The Most Girl Part Of You by Amy Hempel, 1990
The magic trick:
Casting two teenagers’ discovery of love and friendship against a backdrop of mortality, loss and pain
A really beautiful love story today on the SSMT website. Hempel takes you into an adolescent friendship with details so nuanced, clever and funny that you can’t help but feel like you know these kids. It really is remarkable writing. No one writes funny, clever and witty characters quite like Hempel, because perhaps no one is quite as funny, clever and witty as Hempel.
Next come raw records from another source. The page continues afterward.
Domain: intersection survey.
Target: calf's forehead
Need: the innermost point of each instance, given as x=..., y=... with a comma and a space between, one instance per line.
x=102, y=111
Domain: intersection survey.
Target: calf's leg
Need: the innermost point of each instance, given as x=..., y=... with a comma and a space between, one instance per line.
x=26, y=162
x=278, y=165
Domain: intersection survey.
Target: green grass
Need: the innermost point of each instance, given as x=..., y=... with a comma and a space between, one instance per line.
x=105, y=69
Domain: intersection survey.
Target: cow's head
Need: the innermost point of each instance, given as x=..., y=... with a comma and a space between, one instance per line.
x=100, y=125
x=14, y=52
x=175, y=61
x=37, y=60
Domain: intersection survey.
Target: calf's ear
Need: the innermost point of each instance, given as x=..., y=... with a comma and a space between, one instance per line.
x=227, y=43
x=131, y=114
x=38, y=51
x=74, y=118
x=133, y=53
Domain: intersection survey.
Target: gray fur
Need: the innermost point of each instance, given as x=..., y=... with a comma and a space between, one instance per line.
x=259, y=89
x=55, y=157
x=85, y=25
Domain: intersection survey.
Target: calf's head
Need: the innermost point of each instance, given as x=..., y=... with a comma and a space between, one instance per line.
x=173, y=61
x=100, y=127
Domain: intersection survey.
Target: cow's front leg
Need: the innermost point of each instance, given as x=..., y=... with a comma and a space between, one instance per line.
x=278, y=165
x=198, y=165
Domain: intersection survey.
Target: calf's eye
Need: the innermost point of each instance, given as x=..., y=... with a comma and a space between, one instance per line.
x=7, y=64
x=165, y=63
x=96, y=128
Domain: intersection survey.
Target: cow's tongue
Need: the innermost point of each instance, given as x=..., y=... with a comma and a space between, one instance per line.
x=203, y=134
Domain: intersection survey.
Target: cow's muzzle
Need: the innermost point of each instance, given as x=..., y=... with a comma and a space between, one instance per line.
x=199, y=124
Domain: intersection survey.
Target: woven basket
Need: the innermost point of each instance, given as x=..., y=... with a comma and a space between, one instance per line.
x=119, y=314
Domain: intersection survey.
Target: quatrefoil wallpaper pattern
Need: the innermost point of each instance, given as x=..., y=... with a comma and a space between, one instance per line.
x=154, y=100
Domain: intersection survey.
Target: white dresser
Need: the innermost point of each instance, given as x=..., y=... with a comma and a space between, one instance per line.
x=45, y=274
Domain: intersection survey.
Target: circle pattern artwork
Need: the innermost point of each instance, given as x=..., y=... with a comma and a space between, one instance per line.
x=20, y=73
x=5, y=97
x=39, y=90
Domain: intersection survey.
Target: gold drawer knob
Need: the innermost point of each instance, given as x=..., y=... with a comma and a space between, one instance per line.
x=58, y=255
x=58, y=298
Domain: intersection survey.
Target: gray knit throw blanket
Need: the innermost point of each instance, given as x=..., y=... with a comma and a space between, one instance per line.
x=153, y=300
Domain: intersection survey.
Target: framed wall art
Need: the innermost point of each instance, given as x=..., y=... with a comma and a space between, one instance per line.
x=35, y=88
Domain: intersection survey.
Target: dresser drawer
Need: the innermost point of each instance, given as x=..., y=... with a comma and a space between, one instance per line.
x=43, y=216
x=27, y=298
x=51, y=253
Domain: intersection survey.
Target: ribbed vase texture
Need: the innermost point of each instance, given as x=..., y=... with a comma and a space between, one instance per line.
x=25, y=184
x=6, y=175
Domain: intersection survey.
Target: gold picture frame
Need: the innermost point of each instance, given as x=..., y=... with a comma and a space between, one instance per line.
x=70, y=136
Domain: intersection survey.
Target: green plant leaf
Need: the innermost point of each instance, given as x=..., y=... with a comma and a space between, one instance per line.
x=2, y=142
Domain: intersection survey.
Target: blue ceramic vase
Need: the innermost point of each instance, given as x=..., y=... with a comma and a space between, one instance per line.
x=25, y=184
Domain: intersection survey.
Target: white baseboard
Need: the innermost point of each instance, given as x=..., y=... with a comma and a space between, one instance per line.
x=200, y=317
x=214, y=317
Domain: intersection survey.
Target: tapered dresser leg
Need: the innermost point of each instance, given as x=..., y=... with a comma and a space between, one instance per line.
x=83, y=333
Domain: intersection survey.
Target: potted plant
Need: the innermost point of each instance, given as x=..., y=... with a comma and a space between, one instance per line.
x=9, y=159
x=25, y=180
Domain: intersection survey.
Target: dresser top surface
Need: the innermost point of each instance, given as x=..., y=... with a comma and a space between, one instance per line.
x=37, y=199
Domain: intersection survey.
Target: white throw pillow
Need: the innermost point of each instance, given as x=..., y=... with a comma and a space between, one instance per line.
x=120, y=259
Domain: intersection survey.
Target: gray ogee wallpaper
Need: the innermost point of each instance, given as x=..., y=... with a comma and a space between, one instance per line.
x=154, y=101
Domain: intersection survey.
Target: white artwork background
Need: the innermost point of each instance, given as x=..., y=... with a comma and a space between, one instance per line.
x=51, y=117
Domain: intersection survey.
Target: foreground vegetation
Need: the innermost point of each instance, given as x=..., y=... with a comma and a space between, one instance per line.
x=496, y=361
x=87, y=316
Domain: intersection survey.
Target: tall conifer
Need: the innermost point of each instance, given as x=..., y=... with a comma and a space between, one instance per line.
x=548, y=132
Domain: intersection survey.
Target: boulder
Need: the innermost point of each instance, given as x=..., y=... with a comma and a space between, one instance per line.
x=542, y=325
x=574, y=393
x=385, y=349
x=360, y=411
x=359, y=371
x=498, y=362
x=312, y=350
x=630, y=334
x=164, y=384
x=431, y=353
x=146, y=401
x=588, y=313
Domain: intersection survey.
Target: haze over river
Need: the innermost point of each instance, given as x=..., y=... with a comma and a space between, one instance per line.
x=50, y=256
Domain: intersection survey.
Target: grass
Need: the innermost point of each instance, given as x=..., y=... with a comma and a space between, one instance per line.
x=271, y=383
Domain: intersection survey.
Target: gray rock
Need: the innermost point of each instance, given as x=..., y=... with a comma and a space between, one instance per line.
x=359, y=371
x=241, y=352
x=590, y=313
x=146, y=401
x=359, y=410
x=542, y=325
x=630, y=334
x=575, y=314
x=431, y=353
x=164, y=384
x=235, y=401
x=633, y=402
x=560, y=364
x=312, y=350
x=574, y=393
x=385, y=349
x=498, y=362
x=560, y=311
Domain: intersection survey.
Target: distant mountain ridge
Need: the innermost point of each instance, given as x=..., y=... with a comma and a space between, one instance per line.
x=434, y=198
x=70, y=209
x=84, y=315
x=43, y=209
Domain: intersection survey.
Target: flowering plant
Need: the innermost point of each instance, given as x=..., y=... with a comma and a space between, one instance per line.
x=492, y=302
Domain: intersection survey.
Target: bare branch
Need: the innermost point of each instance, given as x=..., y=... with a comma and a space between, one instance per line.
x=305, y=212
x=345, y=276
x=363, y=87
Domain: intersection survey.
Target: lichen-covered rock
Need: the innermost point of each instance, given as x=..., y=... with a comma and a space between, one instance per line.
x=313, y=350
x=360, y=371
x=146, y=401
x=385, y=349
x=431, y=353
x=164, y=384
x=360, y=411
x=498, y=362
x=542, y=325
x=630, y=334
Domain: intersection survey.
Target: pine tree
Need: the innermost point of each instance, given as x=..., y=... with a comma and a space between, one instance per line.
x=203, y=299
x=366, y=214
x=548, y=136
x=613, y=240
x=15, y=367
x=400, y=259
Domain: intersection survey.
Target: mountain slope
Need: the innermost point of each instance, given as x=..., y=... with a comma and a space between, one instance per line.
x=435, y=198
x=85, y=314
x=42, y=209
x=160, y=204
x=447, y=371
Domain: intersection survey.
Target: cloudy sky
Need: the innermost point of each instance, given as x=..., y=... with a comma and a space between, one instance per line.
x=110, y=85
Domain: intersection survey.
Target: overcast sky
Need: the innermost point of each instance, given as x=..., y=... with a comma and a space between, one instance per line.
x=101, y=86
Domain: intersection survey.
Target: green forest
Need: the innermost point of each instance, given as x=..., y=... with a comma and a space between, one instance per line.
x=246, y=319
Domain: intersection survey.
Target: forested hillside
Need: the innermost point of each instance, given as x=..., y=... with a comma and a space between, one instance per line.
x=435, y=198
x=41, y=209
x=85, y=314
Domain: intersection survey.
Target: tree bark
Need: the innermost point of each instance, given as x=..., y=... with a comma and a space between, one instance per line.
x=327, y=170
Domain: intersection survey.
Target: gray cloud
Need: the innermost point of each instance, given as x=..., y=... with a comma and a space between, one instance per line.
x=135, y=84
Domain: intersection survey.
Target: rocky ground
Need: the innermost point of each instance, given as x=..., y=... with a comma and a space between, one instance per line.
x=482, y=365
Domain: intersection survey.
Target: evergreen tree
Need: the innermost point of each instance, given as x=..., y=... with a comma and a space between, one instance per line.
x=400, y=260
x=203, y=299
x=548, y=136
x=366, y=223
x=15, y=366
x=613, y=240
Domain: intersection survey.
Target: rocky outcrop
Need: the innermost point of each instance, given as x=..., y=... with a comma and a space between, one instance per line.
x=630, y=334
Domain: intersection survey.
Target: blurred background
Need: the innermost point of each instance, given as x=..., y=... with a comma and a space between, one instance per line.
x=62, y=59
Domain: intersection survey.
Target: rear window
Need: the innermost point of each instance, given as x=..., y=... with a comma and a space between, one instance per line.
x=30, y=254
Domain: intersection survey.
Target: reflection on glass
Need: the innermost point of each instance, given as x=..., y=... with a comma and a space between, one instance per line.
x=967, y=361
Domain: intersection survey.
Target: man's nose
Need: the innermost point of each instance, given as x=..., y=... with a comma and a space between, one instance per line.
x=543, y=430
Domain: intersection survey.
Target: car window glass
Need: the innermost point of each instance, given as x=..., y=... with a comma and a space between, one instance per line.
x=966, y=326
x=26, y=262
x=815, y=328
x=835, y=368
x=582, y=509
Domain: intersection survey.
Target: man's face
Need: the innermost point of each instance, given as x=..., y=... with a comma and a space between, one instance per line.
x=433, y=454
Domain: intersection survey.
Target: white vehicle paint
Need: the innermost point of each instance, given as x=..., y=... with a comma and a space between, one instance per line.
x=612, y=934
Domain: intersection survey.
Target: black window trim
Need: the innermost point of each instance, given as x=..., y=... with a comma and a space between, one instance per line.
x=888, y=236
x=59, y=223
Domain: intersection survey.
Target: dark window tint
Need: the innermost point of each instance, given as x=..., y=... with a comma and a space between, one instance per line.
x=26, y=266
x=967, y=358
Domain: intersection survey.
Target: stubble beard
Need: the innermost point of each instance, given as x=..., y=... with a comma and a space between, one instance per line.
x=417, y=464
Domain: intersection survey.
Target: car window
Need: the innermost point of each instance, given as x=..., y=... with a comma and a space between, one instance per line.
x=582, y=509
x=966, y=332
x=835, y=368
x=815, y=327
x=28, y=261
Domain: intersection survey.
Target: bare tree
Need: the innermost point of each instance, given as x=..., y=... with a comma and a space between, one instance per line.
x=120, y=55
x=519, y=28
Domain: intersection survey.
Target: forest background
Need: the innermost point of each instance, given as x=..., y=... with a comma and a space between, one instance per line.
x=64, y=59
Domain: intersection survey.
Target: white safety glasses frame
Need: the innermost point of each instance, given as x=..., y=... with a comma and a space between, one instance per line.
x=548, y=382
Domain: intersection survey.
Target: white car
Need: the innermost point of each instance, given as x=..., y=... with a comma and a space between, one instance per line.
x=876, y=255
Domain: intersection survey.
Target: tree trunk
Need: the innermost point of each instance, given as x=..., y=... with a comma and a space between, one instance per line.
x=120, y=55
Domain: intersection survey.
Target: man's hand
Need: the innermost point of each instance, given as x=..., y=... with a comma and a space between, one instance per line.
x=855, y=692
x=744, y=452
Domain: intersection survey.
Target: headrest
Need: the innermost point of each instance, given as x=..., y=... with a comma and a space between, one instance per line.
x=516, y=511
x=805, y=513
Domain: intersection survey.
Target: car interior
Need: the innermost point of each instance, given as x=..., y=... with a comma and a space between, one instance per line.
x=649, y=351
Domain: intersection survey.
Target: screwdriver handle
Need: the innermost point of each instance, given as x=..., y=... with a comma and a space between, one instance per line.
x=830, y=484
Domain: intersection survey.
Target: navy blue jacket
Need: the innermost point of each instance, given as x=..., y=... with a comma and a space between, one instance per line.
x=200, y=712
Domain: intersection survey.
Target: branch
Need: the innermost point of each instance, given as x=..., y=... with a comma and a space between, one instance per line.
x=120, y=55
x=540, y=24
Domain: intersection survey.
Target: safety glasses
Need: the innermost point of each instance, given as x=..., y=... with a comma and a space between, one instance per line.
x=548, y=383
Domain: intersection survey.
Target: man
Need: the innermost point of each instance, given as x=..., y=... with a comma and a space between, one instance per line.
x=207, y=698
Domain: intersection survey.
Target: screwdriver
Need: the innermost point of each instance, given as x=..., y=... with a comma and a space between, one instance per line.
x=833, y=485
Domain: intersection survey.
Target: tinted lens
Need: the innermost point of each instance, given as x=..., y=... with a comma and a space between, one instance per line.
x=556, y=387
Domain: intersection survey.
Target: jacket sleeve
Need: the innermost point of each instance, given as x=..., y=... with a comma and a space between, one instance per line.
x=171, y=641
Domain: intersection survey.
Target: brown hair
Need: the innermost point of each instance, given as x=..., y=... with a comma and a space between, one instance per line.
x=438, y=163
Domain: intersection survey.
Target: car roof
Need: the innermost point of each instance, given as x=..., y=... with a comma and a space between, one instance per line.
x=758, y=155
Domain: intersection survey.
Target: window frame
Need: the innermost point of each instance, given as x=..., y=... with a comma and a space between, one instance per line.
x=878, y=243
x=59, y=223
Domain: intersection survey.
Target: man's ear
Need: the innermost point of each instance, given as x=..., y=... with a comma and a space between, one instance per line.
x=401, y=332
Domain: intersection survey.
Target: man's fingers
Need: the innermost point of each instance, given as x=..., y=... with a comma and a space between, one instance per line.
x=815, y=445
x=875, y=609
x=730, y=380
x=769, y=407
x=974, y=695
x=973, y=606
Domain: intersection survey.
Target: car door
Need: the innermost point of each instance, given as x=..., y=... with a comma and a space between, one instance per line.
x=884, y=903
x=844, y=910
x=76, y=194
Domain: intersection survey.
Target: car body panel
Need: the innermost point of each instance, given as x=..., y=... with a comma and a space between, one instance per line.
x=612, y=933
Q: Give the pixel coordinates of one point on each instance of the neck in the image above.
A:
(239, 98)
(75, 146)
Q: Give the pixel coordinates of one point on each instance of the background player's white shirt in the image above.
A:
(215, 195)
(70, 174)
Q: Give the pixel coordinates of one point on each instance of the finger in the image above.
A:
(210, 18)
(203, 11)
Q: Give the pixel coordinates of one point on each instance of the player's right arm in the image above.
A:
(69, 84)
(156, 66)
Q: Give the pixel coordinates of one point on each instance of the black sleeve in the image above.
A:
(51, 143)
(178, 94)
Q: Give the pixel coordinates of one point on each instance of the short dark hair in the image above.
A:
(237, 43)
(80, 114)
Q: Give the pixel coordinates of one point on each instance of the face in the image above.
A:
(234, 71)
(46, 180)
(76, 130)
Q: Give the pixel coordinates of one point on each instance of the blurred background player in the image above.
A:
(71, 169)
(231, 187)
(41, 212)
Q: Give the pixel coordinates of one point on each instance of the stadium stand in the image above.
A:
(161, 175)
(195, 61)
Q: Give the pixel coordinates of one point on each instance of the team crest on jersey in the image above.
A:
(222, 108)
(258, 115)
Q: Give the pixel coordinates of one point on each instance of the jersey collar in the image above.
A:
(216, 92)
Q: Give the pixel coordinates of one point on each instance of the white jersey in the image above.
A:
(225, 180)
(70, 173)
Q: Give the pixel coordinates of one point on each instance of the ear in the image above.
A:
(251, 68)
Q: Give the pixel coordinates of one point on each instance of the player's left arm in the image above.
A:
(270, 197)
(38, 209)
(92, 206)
So that’s obviously pretty crucial to making this story work. But I think the other, maybe simpler, thing is the combination of life and death here. There is a joyous innocence throughout as these kids flirt and enjoy each other’s friendship and discover the joys of love. But that’s all shrouded in this oppressive sense of mortality that they live with everyday. Both characters have lost parents. They are processing the kind of pain that the most mature of adults don’t know how to handle. It’s innocence and world-weariness at the same time. And that’s quite a trick on Hempel’s part.
That was before his mother died. She died eight days ago. She did it herself. Big Guy showed me the rope burns in the beam of the ceiling. He said, “Any place I hang myself is home.” In the movie version, that is where his father would have slapped him.
But of course his father did not – didn’t slap him, didn’t even hear him. Although Big Guy’s father has probably heard what Big Guy says about the Cubs. It’s the funniest thing he can imagine; it’s what he doesn’t have to imagine, because his father really said it when he had to tell his son what the boy’s mother had done.
“And what’s more – ” his father had said.
It may have been the sheer momentum of bad news, because in that vast thrilling silence after Big Guy heard the news, his father had added, “And what’s more, the Cubs lost.”
“So you see,” Big Guy says these days about matters large and small, “it’s not as if the Cubs lost.”